Le barème applicable sera le suivant :

Ancienneté dans l’entreprise (en année) Montant minimal (en mois de salaire brut) Montant maximal (en mois de salaire brut)
0 Sans objet 1
1 1 2
2 3 3
3 3 4
4 3 5
5 3 6
6 3 7
7 3 8
8 3 8
9 3 9
10 3 10
11 3 10,5
12 3 11
13 3 11,5
14 3 12
15 3 13
16 3 13,5
17 3 14
18 3 14,5
19 3 15
20 3 15,5
21 3 16
22 3 16,5
23 3 17
24 3 17 ,5
25 3 18
26 3 18,5
27 3 19
28 3 19,5
29 3 20
30 et plus 3 20

 

Il définit donc des indemnités minimales et maximales selon l’ancienneté du salarié.
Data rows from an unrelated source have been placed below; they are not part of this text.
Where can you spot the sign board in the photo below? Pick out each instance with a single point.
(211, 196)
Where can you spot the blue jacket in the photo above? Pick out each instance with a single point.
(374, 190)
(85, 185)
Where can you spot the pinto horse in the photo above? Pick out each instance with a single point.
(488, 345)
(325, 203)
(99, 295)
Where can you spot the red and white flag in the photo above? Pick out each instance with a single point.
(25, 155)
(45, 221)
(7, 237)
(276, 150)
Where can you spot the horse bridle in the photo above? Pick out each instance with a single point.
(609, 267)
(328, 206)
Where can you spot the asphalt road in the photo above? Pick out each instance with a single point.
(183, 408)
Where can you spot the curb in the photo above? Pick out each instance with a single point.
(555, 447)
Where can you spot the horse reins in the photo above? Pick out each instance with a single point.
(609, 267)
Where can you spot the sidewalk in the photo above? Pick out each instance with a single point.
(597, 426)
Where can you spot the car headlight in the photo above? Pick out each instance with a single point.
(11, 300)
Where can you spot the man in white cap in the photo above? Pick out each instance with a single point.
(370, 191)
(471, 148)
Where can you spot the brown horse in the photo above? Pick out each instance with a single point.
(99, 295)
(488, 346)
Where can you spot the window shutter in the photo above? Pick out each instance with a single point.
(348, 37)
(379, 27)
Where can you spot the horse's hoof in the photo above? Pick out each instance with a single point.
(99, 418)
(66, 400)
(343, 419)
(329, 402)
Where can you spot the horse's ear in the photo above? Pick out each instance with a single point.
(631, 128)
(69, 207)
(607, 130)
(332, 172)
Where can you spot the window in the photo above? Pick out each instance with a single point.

Le Conseil de Prud’hommes n’est plus souverain dans l’appréciation des sommes et dans l’évaluation de la réparation du préjudice subi du fait de la perte de l’emploi.

Pour la 1ère fois, le principe d’une compensation entre l’indemnité de licenciement qui a été augmentée (passant de 1/5ème de mois d’ancienneté à ¼ de mois par année d’ancienneté) et les dommages et intérêts est consacré.

Jusqu’à présent, ces sommes n’ayant pas la même nature juridique, avaient toujours été distinguées les unes des autres.

Surtout, ces chiffres « officialisés » constitueront nécessairement des critères de référence, non seulement dans le cadre des transactions individuelles, mais également  pour les plans de sauvegarde de l’emploi ( PSE), ce qui devrait notamment diminuer significativement le montant des indemnités supra-conventionnelles habituellement versées à cette occasion.

Ce barème, assurément moins élevé que ce qui était alors alloué par les juridictions prud’homales, contribue lui aussi à diminuer au travers de la baisse de l’indemnisation, la valeur de l’emploi en tant que tel.

Il parachève ainsi ce changement radical dans le droit du travail et le rapport à l’emploi pourtant fortement ancré dans la culture Française.

Ce barème pourrait cependant avoir un effet « boomerang ». Dans l’esprit du salarié qui s’estime n’avoir rien à se rapprocher, il pourrait être considéré comme un du qui s’il n’est pas versé, élevant ainsi son degré d’exigence par rapport aux sommes communément négociée par une entreprise dans l’appréciation de l’aléa judiciaire.